Hacker News new | ask | show | jobs
by ajcp 1555 days ago
"Most native RPA automation is GUI based. But let us take a moment so that this sinks in. GUI based automation involves instructing a bot to communicate with another program via the UI. This is analogous to forcing two native speakers to communicate via charades. GUI based automation is always a compromise because there is invariably a more efficient way to perform the same task under the hood. This brings me to my second reason."

The author isn't very clear here and seems to be themselves unclear on how these RPA technologies actually "see" an application.

Every Robotic Operating Model I've ever seen or worked on has always held firm that "surface automation" (think Citrix Receivers and applications built in Silverlight or Flash) should be outside the scope of any RPA solution.

What's left are browser or desktop based "physical" applications that actually have an underlying model used to describe and render a GUI. This is actually what is being utilized by (most) RPA clients.

While correct that the clients do interact with the UI of a program, depending on the application they actually interpret (or "see" it) via the application COM (component object model), or in the case of a webpage, the DOM (document object model).

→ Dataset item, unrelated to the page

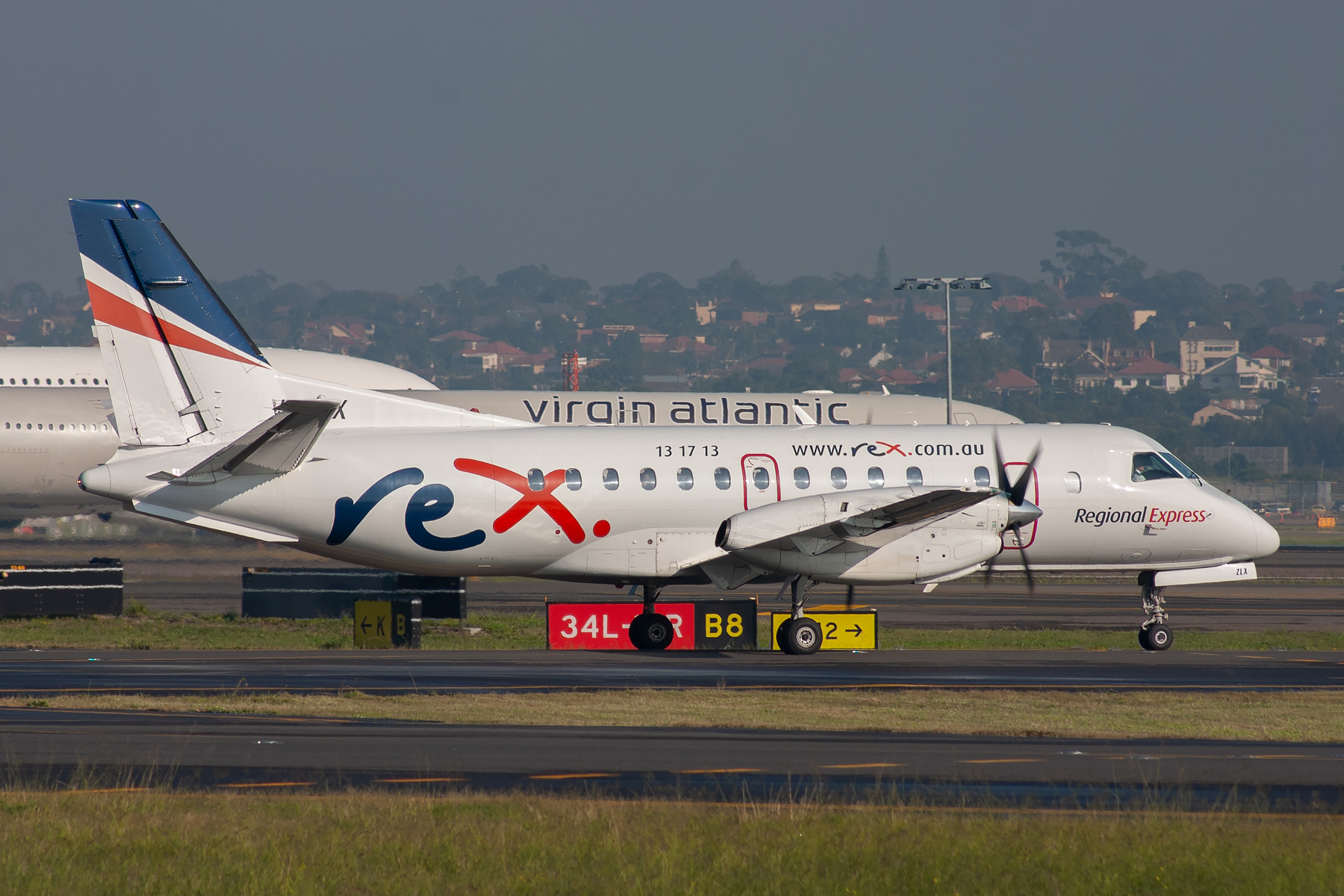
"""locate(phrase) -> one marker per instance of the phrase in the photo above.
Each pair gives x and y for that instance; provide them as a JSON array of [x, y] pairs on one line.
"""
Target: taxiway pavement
[[101, 748], [166, 672]]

Since these are essentially used to describe what is rendered on screen -usually in a more detailed way then what is actually rendered on screen- the RPA client is able to efficiently and confidently interact with the application.

Take a webpage with a red button to click for example:

Automating purely via UI/surface automation: - Capture 150px by 150px at screen coordinates x and y - Is captured image red with the words "Click me" on it? - Go to x coordinates on screen - Go to y coordinates on screen - Send key 'Right mouse button click" - Pray

Automating via DOM: - Attach to process `Chrome titled "My webpage"` - Is element `<button enabled=true id="superUnique_superDependable" class="clickMe" onClick="navigate(MyOtherWebpage)">Click me</button>` present? - (to browser client) Send key `Right mouse button click` to element id = "superUnique_superDependable" - Wait for process `Chrome titled "My other webpage"`

OR

Automating via DOM: - Attach to process `Chrome titled "My webpage"` - Run function `navigate(MyOtherWebpage)` - Wait for process `Chrome titled "My other webpage"`

1 comments

Author here. I agree entirely with what you say here. But consider this. I once automated an RPA process to create service records for the customer service department. I did this by automating over a Java based UI app, with reliable selectors as you correctly point out.

However, that app's UI would keep changing due to updates from the IT department, over which the customer service department had no control over. This is why I call the automation 'fragile'.

But if you are automating using a bot (a software program), why does it not have access to the same pool of data as the UI application (some database somewhere)? Would that not be a more robust means to retrieve it rather than via the UI?

If you are automating a business process via the UI (other than for simulating user interactions for testing) there invariably exists a more efficient way to achieve that end without involving the UI. I have found no exception to this rule.

True, there is (hopefully) always something like a DB on the other end, containing the data in a a fashion that makes it much easier to operate on (sql).

But is that really RPA at that point ? Suppose your task is to scratch some data from a website, calculate something and if some condition is true also perform some form submit.

If you do have access to the actual database you can just use that. If you also have access to the API of the system, you have to "check some box", you might as well just write a normal application that calls some SQL, perform some http-posts and maybe also provides a nice website with that data it crawled, formatted in the way you wanted to calculate the data, in, let's say excel. (Some would say you wrote a microservice.) And if all of this is possible then you're apparently good enough in programming that such a solution is the way to go.

But if you're in the typical corporate environment where the API doesn't exist / you can't access the database / you're not allowed to interact with the checkbox except for the proprietary application, then you're back to what an RPA was supposed to do.

Because otherwise we're down to one question: When is it an RPA ? When you're just using a fancy UI ? When you're not accessing any API ? When you don't script ? Or is the example above with SQL + API also an RPA ?

RPA to me rings "mouse recorder for dummies" or "ugly hack that breaks depending on how good your visual detection system is". At least when you described discovering that you can actually just use real scripts instead of UI indirection, it reads like something like that. A "not invented here syndrome" of that RPA tool, instead of a helper that handles checkbox-detection + clicking for you.

Well, the truth is that developers often underestimate how hard it is for non-developers to write scripts. The reason why they don't understand why something like RPA exists is also known as 'The curse of knowledge'.
I think you're totally right. I could write a lot about this divergence between knowing how the technology works and trying to get something done with the limited tools or time you have. But essentially you're right.

Also that auto-hotkey script for automatic driving in GT is really impressive. ( https://github.com/ByPrinciple/GT7-Scripts/blob/main/PanAmer... ) So that's something between scripting and RPA. Essentially a DSL for exactly this task, which totally destroys my point. And does make a case for learning how to script with a tools that's capable enough, that it is useful for more than the best case.